The presence of physisorbed boehmite nanoparticles and doped boehmite nanoparticles in the treatment solution is adapted to allow the formation of corrosion inhibitor reservoirs in the composite hybrid matrix constituting the anticorrosion coating, said reservoirs being adapted to allow a release. time-controlled corrosion inhibitor. The application of the surface treatment solution of the solid metal substrate is carried out by any means known in itself to those skilled in the art, in particular by soaking / shrinking ("dip coating"), by spraying ("spray-coating "), or by brush, pad or brush application for localized uses as a coating repair of the surface of the solid metal substrate. For the soaking / shrinking technique, the shrinkage rate makes it possible to control the thickness of the deposition of the treatment solution for a viscosity of the given treatment solution. Typically the shrinkage rate varies between 2 and 53 cm / min. The application of several successive layers by successive soaking / withdrawal operations, each soaking / removal operation followed by a drying step, allows the formation, if necessary, of a coating of increased thickness. It is also possible, during the soaking step, to impose a residence time of the solid metal substrate in the treatment solution which is prolonged in order to promote the chemical reactions between the solid metal substrate and the treatment solution. . For example, the extended residence time may vary between 1 and 300 seconds. For the spraying technique, the thickness of the deposits is controlled by the viscosity of the treatment solution, the sputtering parameters, especially the pressure, the flow rate, the geometric characteristics of the spray nozzles, and the speed of the spray. moving the nozzles facing the surface of the solid metal substrate and the number of nozzles passing the surface of the solid metal substrate. The application of the treatment solution can be carried out manually or be robotized according to conventional techniques. For the technique of manual application by brush, pad or brush, the thickness of the deposit is controlled by the viscosity of the treatment solution and by the number of successive applications on the surface of the solid metal substrate.

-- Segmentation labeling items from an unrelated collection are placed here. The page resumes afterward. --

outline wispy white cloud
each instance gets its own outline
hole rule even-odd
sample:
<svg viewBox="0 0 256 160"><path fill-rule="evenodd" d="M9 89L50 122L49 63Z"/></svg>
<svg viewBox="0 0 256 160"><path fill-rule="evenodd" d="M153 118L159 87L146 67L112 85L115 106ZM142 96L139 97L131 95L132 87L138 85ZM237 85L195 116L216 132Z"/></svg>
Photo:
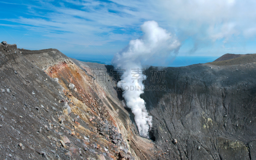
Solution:
<svg viewBox="0 0 256 160"><path fill-rule="evenodd" d="M149 20L157 22L160 26L175 33L183 45L182 52L195 52L196 54L199 49L206 48L206 51L209 47L217 50L227 45L231 45L227 48L232 48L232 44L235 45L234 47L240 47L236 45L237 42L240 44L249 38L251 41L256 37L256 2L253 1L30 0L1 2L3 5L26 6L20 9L24 13L20 15L12 14L11 10L10 13L1 12L6 16L0 19L0 25L7 27L6 30L10 35L14 29L20 30L20 35L12 35L17 41L30 31L23 38L33 40L31 43L23 43L23 47L28 49L38 46L36 43L52 47L45 42L48 39L60 46L64 52L73 51L79 53L89 45L100 48L101 52L105 47L107 54L114 54L125 43L141 36L140 26ZM34 40L36 38L37 41ZM116 47L110 49L109 46L114 45ZM68 48L72 46L75 48ZM89 51L86 49L81 54L99 53L95 48Z"/></svg>

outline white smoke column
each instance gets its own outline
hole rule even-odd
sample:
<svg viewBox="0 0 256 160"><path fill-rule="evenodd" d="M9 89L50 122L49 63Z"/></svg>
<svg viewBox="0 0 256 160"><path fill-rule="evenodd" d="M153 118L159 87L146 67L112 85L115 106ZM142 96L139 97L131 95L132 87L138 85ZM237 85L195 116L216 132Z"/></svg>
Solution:
<svg viewBox="0 0 256 160"><path fill-rule="evenodd" d="M145 22L141 29L145 33L144 35L139 39L131 40L128 46L115 55L112 63L116 67L126 69L123 75L124 78L118 82L117 86L125 89L123 96L126 106L134 114L134 120L140 135L148 138L148 130L152 125L152 116L148 115L145 102L140 97L144 92L142 80L140 80L138 83L137 80L134 80L134 77L132 77L134 75L134 72L131 69L141 69L141 65L145 64L144 62L148 60L165 57L172 51L177 52L180 43L175 35L160 27L155 21ZM143 76L146 78L145 75L140 75L140 73L136 75L139 78Z"/></svg>

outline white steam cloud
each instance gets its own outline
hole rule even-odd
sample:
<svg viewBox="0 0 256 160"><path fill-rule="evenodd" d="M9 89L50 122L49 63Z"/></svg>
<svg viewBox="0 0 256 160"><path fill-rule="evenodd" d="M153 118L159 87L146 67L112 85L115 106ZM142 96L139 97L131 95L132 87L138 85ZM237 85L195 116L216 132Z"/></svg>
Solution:
<svg viewBox="0 0 256 160"><path fill-rule="evenodd" d="M128 46L115 55L112 63L116 67L126 69L123 78L118 82L117 86L129 88L125 90L123 96L126 106L134 114L140 134L148 138L148 131L152 125L152 116L148 115L146 103L140 97L144 92L142 80L139 81L134 80L134 77L138 79L142 79L143 76L145 78L146 77L141 71L135 75L132 72L134 70L132 69L141 69L142 65L148 60L166 57L172 52L177 53L180 43L175 35L160 27L155 21L145 22L141 29L144 35L139 39L131 40Z"/></svg>

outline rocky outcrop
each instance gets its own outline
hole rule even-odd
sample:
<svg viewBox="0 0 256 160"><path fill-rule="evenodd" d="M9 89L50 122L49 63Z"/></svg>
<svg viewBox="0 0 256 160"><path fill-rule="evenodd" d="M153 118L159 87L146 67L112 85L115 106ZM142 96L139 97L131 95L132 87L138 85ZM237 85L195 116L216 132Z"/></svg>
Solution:
<svg viewBox="0 0 256 160"><path fill-rule="evenodd" d="M136 135L116 92L85 72L94 66L2 44L0 62L0 158L152 159L153 143Z"/></svg>
<svg viewBox="0 0 256 160"><path fill-rule="evenodd" d="M171 159L253 159L255 68L255 63L199 64L166 68L164 83L147 79L147 86L166 87L142 96L153 116L151 135L160 153ZM173 139L176 144L169 142Z"/></svg>
<svg viewBox="0 0 256 160"><path fill-rule="evenodd" d="M0 44L0 158L253 159L256 66L246 57L167 67L154 82L147 69L149 140L115 89L112 66Z"/></svg>

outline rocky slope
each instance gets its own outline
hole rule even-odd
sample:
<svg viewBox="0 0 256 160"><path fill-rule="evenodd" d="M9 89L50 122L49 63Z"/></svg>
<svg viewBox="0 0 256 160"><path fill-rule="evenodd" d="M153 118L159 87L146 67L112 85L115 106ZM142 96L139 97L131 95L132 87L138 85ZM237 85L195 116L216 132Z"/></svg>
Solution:
<svg viewBox="0 0 256 160"><path fill-rule="evenodd" d="M256 63L165 69L164 83L145 84L166 90L142 96L153 117L151 135L165 157L255 159Z"/></svg>
<svg viewBox="0 0 256 160"><path fill-rule="evenodd" d="M223 60L228 60L231 59L234 59L234 58L240 57L243 57L244 56L250 55L251 54L230 54L227 53L221 56L220 57L217 59L213 61L213 62L218 62L219 61L222 61Z"/></svg>
<svg viewBox="0 0 256 160"><path fill-rule="evenodd" d="M148 140L114 89L112 66L3 43L1 159L256 158L252 58L166 67L163 83L151 81L153 67L147 69Z"/></svg>
<svg viewBox="0 0 256 160"><path fill-rule="evenodd" d="M115 90L98 89L91 68L55 49L0 44L0 158L151 159ZM96 71L97 72L97 71ZM115 82L104 83L115 86ZM97 88L98 87L98 88Z"/></svg>

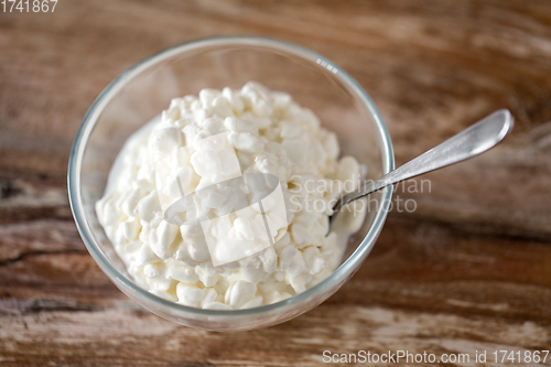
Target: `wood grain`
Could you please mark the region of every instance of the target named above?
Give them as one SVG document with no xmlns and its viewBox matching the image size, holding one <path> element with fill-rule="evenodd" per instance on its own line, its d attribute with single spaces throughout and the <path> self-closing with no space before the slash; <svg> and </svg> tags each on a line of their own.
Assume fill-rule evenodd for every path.
<svg viewBox="0 0 551 367">
<path fill-rule="evenodd" d="M 398 190 L 417 211 L 390 214 L 323 305 L 231 337 L 182 327 L 95 265 L 65 174 L 79 121 L 110 80 L 218 34 L 287 40 L 342 65 L 379 106 L 398 164 L 494 109 L 517 125 L 487 154 L 423 176 L 430 193 Z M 2 366 L 320 366 L 327 349 L 551 347 L 549 1 L 61 0 L 54 13 L 0 13 L 0 50 Z"/>
</svg>

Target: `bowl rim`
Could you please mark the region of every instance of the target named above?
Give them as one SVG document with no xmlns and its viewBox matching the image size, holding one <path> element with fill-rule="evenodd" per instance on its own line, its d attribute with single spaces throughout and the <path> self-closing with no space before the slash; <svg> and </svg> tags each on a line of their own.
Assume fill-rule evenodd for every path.
<svg viewBox="0 0 551 367">
<path fill-rule="evenodd" d="M 392 142 L 390 140 L 390 134 L 371 97 L 364 90 L 364 88 L 359 85 L 358 82 L 356 82 L 356 79 L 354 79 L 350 75 L 348 75 L 348 73 L 346 73 L 336 63 L 303 46 L 299 46 L 296 44 L 287 41 L 281 41 L 264 36 L 251 36 L 251 35 L 213 36 L 213 37 L 192 40 L 188 42 L 184 42 L 168 47 L 132 65 L 130 68 L 128 68 L 117 78 L 115 78 L 98 95 L 96 100 L 91 104 L 90 108 L 86 112 L 83 121 L 80 122 L 80 126 L 77 130 L 75 140 L 71 149 L 71 155 L 68 161 L 67 186 L 68 186 L 69 205 L 73 216 L 75 218 L 76 226 L 78 228 L 78 233 L 80 234 L 80 237 L 86 248 L 88 249 L 88 252 L 98 263 L 99 268 L 108 276 L 108 278 L 110 278 L 111 280 L 114 280 L 115 278 L 117 281 L 123 284 L 128 290 L 138 293 L 139 295 L 145 298 L 148 301 L 160 304 L 176 313 L 185 312 L 202 316 L 220 316 L 220 317 L 270 313 L 271 311 L 274 311 L 280 307 L 285 309 L 293 304 L 299 304 L 301 301 L 312 295 L 315 295 L 318 292 L 322 292 L 324 289 L 331 288 L 334 283 L 337 283 L 338 281 L 346 279 L 347 276 L 354 273 L 356 266 L 359 266 L 358 262 L 361 262 L 364 257 L 369 253 L 372 246 L 375 245 L 375 241 L 378 238 L 380 230 L 382 229 L 385 219 L 388 214 L 390 199 L 392 196 L 392 186 L 388 186 L 381 191 L 383 193 L 382 205 L 381 208 L 377 212 L 374 223 L 369 227 L 366 237 L 364 237 L 364 239 L 358 245 L 356 250 L 333 273 L 331 273 L 327 278 L 325 278 L 316 285 L 305 290 L 304 292 L 277 303 L 252 309 L 246 309 L 246 310 L 204 310 L 204 309 L 191 307 L 175 303 L 173 301 L 162 299 L 158 295 L 154 295 L 153 293 L 150 293 L 145 289 L 142 289 L 137 283 L 134 283 L 131 279 L 127 278 L 117 268 L 115 268 L 109 261 L 109 259 L 104 255 L 101 249 L 98 247 L 96 240 L 94 239 L 90 225 L 86 220 L 86 215 L 83 205 L 83 197 L 79 190 L 83 154 L 88 138 L 95 126 L 95 122 L 99 117 L 99 114 L 105 108 L 110 98 L 118 90 L 120 90 L 134 76 L 137 76 L 144 69 L 149 68 L 150 66 L 159 62 L 162 62 L 163 60 L 169 58 L 173 55 L 186 51 L 192 51 L 204 46 L 212 47 L 216 45 L 229 45 L 229 44 L 264 46 L 264 47 L 268 46 L 270 48 L 284 51 L 294 54 L 295 56 L 309 60 L 313 63 L 317 63 L 321 66 L 325 67 L 329 73 L 333 73 L 341 82 L 347 85 L 356 94 L 356 96 L 364 102 L 364 107 L 367 108 L 367 110 L 374 118 L 375 123 L 377 125 L 379 130 L 379 140 L 381 144 L 380 153 L 382 158 L 383 173 L 386 174 L 395 169 L 395 155 L 393 155 Z M 116 283 L 116 285 L 119 284 Z M 138 303 L 144 306 L 140 302 Z"/>
</svg>

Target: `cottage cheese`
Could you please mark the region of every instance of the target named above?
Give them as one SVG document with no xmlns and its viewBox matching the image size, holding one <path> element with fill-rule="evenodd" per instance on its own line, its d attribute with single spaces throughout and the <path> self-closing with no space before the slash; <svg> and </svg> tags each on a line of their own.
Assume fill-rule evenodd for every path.
<svg viewBox="0 0 551 367">
<path fill-rule="evenodd" d="M 173 99 L 127 141 L 96 212 L 129 274 L 151 293 L 212 310 L 270 304 L 333 272 L 364 220 L 354 213 L 325 236 L 335 198 L 359 181 L 356 160 L 338 154 L 336 136 L 284 93 L 258 83 L 203 89 Z M 235 195 L 219 183 L 248 173 L 276 176 L 281 195 L 262 211 L 234 213 Z M 219 190 L 202 194 L 209 186 Z M 184 192 L 196 193 L 202 215 L 231 214 L 207 226 L 169 220 Z M 205 237 L 217 244 L 214 252 Z M 240 244 L 252 255 L 224 262 Z"/>
</svg>

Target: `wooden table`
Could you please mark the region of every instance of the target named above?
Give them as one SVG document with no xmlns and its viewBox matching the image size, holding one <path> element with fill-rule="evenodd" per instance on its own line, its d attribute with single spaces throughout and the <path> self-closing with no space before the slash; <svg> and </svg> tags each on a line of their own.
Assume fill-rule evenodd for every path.
<svg viewBox="0 0 551 367">
<path fill-rule="evenodd" d="M 430 193 L 399 191 L 417 211 L 390 214 L 323 305 L 231 336 L 179 326 L 127 299 L 86 251 L 67 159 L 118 74 L 217 34 L 341 64 L 380 107 L 398 164 L 494 109 L 517 125 L 487 154 L 424 176 Z M 474 365 L 476 350 L 551 348 L 549 1 L 60 0 L 54 13 L 0 13 L 0 158 L 1 366 L 320 366 L 324 350 L 465 353 Z"/>
</svg>

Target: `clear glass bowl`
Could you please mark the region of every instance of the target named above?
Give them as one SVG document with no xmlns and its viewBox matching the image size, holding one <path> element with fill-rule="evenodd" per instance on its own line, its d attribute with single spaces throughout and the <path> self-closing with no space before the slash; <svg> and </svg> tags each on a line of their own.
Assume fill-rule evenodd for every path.
<svg viewBox="0 0 551 367">
<path fill-rule="evenodd" d="M 165 109 L 170 100 L 202 88 L 240 88 L 249 80 L 289 93 L 335 131 L 342 154 L 354 155 L 375 179 L 393 169 L 390 138 L 369 96 L 329 60 L 298 45 L 255 36 L 212 37 L 150 56 L 115 79 L 94 101 L 76 134 L 68 193 L 76 225 L 101 270 L 125 294 L 173 322 L 214 331 L 245 331 L 285 322 L 318 305 L 341 288 L 371 250 L 385 223 L 391 187 L 371 195 L 379 205 L 350 237 L 336 271 L 285 301 L 242 311 L 187 307 L 134 283 L 98 223 L 95 203 L 126 139 Z"/>
</svg>

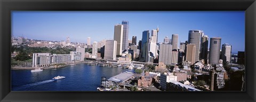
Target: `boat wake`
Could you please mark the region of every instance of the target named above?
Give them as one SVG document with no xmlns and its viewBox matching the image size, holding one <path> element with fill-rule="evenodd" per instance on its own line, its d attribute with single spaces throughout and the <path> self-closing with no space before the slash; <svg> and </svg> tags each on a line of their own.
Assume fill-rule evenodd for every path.
<svg viewBox="0 0 256 102">
<path fill-rule="evenodd" d="M 19 91 L 19 90 L 27 90 L 29 89 L 30 88 L 31 88 L 33 87 L 37 86 L 37 85 L 43 85 L 44 84 L 49 83 L 52 81 L 53 81 L 54 80 L 45 80 L 45 81 L 39 81 L 39 82 L 37 82 L 35 83 L 31 83 L 25 85 L 23 85 L 21 86 L 19 86 L 18 87 L 14 87 L 12 88 L 12 91 Z"/>
</svg>

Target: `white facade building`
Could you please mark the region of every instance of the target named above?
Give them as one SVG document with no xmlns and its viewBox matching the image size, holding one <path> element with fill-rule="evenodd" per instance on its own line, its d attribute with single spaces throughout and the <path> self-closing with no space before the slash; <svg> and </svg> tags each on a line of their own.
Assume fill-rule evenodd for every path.
<svg viewBox="0 0 256 102">
<path fill-rule="evenodd" d="M 76 49 L 76 52 L 81 52 L 81 61 L 84 61 L 84 57 L 85 57 L 85 49 L 84 48 L 81 48 L 81 47 L 77 47 Z"/>
<path fill-rule="evenodd" d="M 95 56 L 95 58 L 97 58 L 97 53 L 98 53 L 98 42 L 93 42 L 92 43 L 92 55 Z"/>
<path fill-rule="evenodd" d="M 104 59 L 116 60 L 117 45 L 116 41 L 107 40 L 106 41 Z"/>
</svg>

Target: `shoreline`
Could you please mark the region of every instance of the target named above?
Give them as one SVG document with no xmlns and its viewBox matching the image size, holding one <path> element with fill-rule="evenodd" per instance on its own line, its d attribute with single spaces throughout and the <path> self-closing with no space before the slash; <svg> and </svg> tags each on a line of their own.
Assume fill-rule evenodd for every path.
<svg viewBox="0 0 256 102">
<path fill-rule="evenodd" d="M 79 63 L 72 63 L 72 64 L 79 64 L 79 63 L 87 63 L 88 62 L 79 62 Z M 58 67 L 13 67 L 11 68 L 11 70 L 33 70 L 35 69 L 36 68 L 40 68 L 41 69 L 54 69 L 54 68 L 63 68 L 64 67 L 66 67 L 69 66 L 69 64 L 66 64 L 64 65 L 63 66 L 59 66 Z"/>
</svg>

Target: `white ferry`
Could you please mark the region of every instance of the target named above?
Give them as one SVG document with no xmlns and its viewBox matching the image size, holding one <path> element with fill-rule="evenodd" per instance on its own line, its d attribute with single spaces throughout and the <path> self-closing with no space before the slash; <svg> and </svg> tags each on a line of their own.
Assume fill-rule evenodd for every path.
<svg viewBox="0 0 256 102">
<path fill-rule="evenodd" d="M 59 79 L 63 79 L 63 78 L 65 78 L 66 77 L 62 77 L 62 76 L 57 76 L 57 77 L 54 77 L 54 78 L 52 78 L 52 80 L 59 80 Z"/>
<path fill-rule="evenodd" d="M 38 68 L 38 69 L 35 69 L 31 70 L 31 72 L 41 71 L 43 71 L 43 69 Z"/>
</svg>

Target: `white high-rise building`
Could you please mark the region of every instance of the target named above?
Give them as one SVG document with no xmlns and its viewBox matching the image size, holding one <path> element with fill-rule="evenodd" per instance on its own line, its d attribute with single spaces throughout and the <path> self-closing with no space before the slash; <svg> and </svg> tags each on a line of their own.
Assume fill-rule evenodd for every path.
<svg viewBox="0 0 256 102">
<path fill-rule="evenodd" d="M 151 31 L 151 42 L 153 43 L 157 43 L 157 31 L 156 30 L 152 30 Z"/>
<path fill-rule="evenodd" d="M 87 45 L 91 45 L 91 38 L 87 38 Z"/>
<path fill-rule="evenodd" d="M 170 44 L 161 44 L 159 50 L 159 62 L 164 62 L 165 64 L 171 64 L 172 45 Z"/>
<path fill-rule="evenodd" d="M 188 43 L 196 45 L 195 51 L 195 61 L 199 60 L 201 47 L 201 38 L 204 35 L 204 32 L 201 30 L 190 30 L 188 33 Z"/>
<path fill-rule="evenodd" d="M 123 33 L 124 26 L 121 24 L 117 24 L 115 25 L 114 33 L 114 40 L 117 42 L 116 48 L 116 55 L 121 55 L 122 52 L 123 48 Z M 128 38 L 127 39 L 127 43 L 128 43 Z M 128 46 L 127 46 L 128 47 Z"/>
<path fill-rule="evenodd" d="M 81 61 L 84 61 L 84 57 L 85 57 L 85 48 L 81 48 L 80 47 L 76 47 L 76 52 L 81 52 Z"/>
<path fill-rule="evenodd" d="M 169 43 L 170 42 L 169 38 L 168 38 L 168 36 L 165 36 L 164 39 L 164 42 L 165 43 Z"/>
<path fill-rule="evenodd" d="M 176 50 L 178 51 L 178 41 L 179 41 L 179 35 L 172 34 L 172 50 Z"/>
<path fill-rule="evenodd" d="M 195 51 L 196 51 L 196 45 L 194 44 L 188 44 L 186 47 L 187 51 L 186 52 L 186 61 L 191 62 L 194 64 L 195 61 Z"/>
<path fill-rule="evenodd" d="M 221 38 L 212 38 L 210 41 L 209 63 L 219 63 L 220 54 Z"/>
<path fill-rule="evenodd" d="M 37 67 L 38 65 L 50 64 L 52 62 L 50 53 L 33 53 L 32 67 Z"/>
<path fill-rule="evenodd" d="M 222 44 L 221 49 L 221 59 L 223 62 L 231 62 L 231 51 L 232 46 L 228 43 Z"/>
<path fill-rule="evenodd" d="M 67 38 L 67 44 L 70 43 L 70 40 L 69 39 L 69 37 Z"/>
<path fill-rule="evenodd" d="M 179 52 L 178 51 L 172 51 L 172 64 L 178 64 L 178 54 L 179 54 Z"/>
<path fill-rule="evenodd" d="M 74 62 L 79 62 L 81 60 L 82 53 L 76 51 L 70 51 L 71 60 Z"/>
<path fill-rule="evenodd" d="M 103 46 L 105 46 L 106 44 L 106 40 L 101 40 L 100 41 L 100 48 L 102 48 Z"/>
<path fill-rule="evenodd" d="M 116 60 L 117 42 L 115 40 L 106 40 L 104 59 Z"/>
<path fill-rule="evenodd" d="M 128 49 L 129 43 L 128 42 L 128 38 L 129 34 L 129 22 L 127 21 L 123 21 L 122 25 L 123 25 L 123 37 L 122 37 L 122 46 L 120 48 L 122 51 Z M 118 42 L 118 41 L 117 41 Z M 118 43 L 118 42 L 117 42 Z M 122 54 L 122 52 L 121 53 Z"/>
<path fill-rule="evenodd" d="M 158 56 L 157 47 L 156 43 L 152 42 L 149 43 L 149 52 L 153 53 L 154 59 L 156 59 Z"/>
<path fill-rule="evenodd" d="M 98 53 L 98 42 L 93 42 L 92 43 L 92 55 L 94 56 L 95 58 L 97 58 Z"/>
</svg>

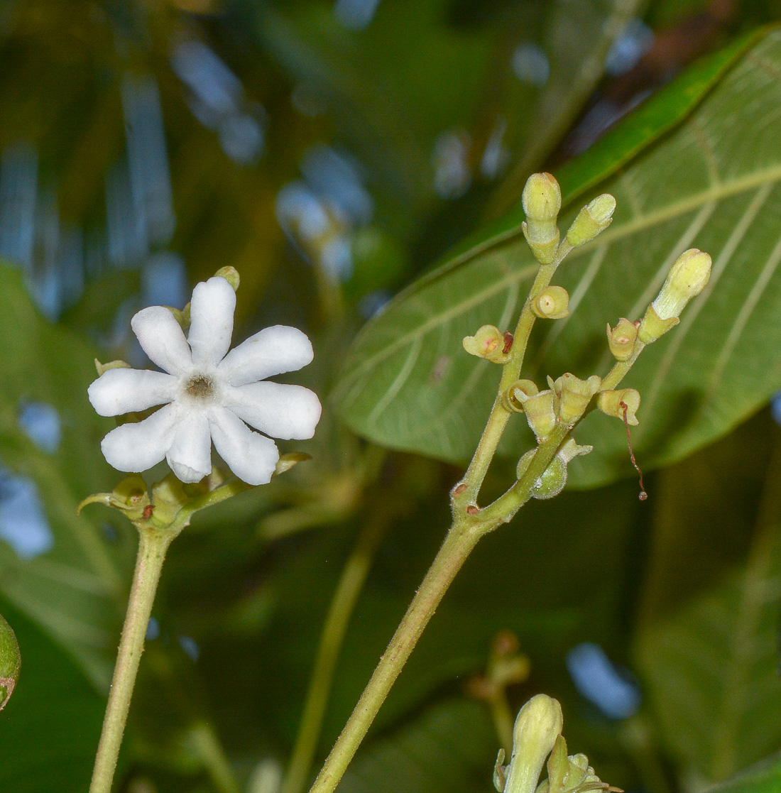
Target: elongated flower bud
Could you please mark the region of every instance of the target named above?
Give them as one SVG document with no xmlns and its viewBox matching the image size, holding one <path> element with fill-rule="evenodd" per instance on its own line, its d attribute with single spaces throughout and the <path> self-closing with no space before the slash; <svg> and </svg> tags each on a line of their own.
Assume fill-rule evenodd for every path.
<svg viewBox="0 0 781 793">
<path fill-rule="evenodd" d="M 569 372 L 562 374 L 553 384 L 559 395 L 559 418 L 565 424 L 577 421 L 601 384 L 602 379 L 596 374 L 588 380 L 581 380 Z"/>
<path fill-rule="evenodd" d="M 567 242 L 578 247 L 590 242 L 613 222 L 615 199 L 603 193 L 584 206 L 567 232 Z"/>
<path fill-rule="evenodd" d="M 534 298 L 532 310 L 542 320 L 561 320 L 569 315 L 569 293 L 563 286 L 547 286 Z"/>
<path fill-rule="evenodd" d="M 603 413 L 623 419 L 624 405 L 626 406 L 626 423 L 633 427 L 640 423 L 635 413 L 640 407 L 640 393 L 634 389 L 619 389 L 618 391 L 603 391 L 596 398 L 596 406 Z"/>
<path fill-rule="evenodd" d="M 538 439 L 547 438 L 556 426 L 556 394 L 546 390 L 530 396 L 523 403 L 526 421 Z"/>
<path fill-rule="evenodd" d="M 473 336 L 466 336 L 462 343 L 470 355 L 494 363 L 504 363 L 509 358 L 504 352 L 504 336 L 494 325 L 483 325 Z"/>
<path fill-rule="evenodd" d="M 523 413 L 526 400 L 539 393 L 540 389 L 530 380 L 516 380 L 504 394 L 504 405 L 515 413 Z"/>
<path fill-rule="evenodd" d="M 550 264 L 559 243 L 556 225 L 561 209 L 559 183 L 550 174 L 532 174 L 526 180 L 521 201 L 526 216 L 523 224 L 526 242 L 540 263 Z"/>
<path fill-rule="evenodd" d="M 564 726 L 561 706 L 545 694 L 521 708 L 512 731 L 512 758 L 504 793 L 534 793 L 540 772 Z"/>
</svg>

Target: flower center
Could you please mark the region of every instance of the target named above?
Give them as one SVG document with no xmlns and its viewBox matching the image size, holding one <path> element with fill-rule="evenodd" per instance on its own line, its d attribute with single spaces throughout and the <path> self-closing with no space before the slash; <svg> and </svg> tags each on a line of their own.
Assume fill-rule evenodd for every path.
<svg viewBox="0 0 781 793">
<path fill-rule="evenodd" d="M 214 383 L 205 374 L 197 374 L 187 384 L 187 393 L 196 399 L 206 399 L 214 393 Z"/>
</svg>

It is possible to carry out this step of depositing the treatment solution on a surface of a solid metal substrate in an enclosure under controlled atmosphere and humidity, in particular so as to limit the too rapid evaporation of the solvent (s). and in order to limit the pollution of the atmosphere. In a process according to the invention, it is also possible to carry out this step of depositing the treatment solution in the open air, in particular by spraying in the open air. G - Heat treatment A heat treatment of the treatment solution applied on the surface of the solid metal substrate is carried out so as to remove by evaporation the residual solvent (s) from the treatment solution and to allow its polymerization into a composite hybrid matrix. In particular, such a thermal treatment comprises two successive steps in which the solid metal substrate coated with the treatment solution is first subjected to a first heating step at a temperature of between 50.degree. 70 ° C for a period of time between 2 h and 24 h, said first heating step being adapted to allow removal of aqueous and / or organic solvents, then to a second heating step at a temperature between 110 ° C and 180 ° C for a period between 3 h and 16 h, said second heating step being adapted to complete the polymerization of the treatment solution and to improve the mechanical properties of the composite hybrid matrix.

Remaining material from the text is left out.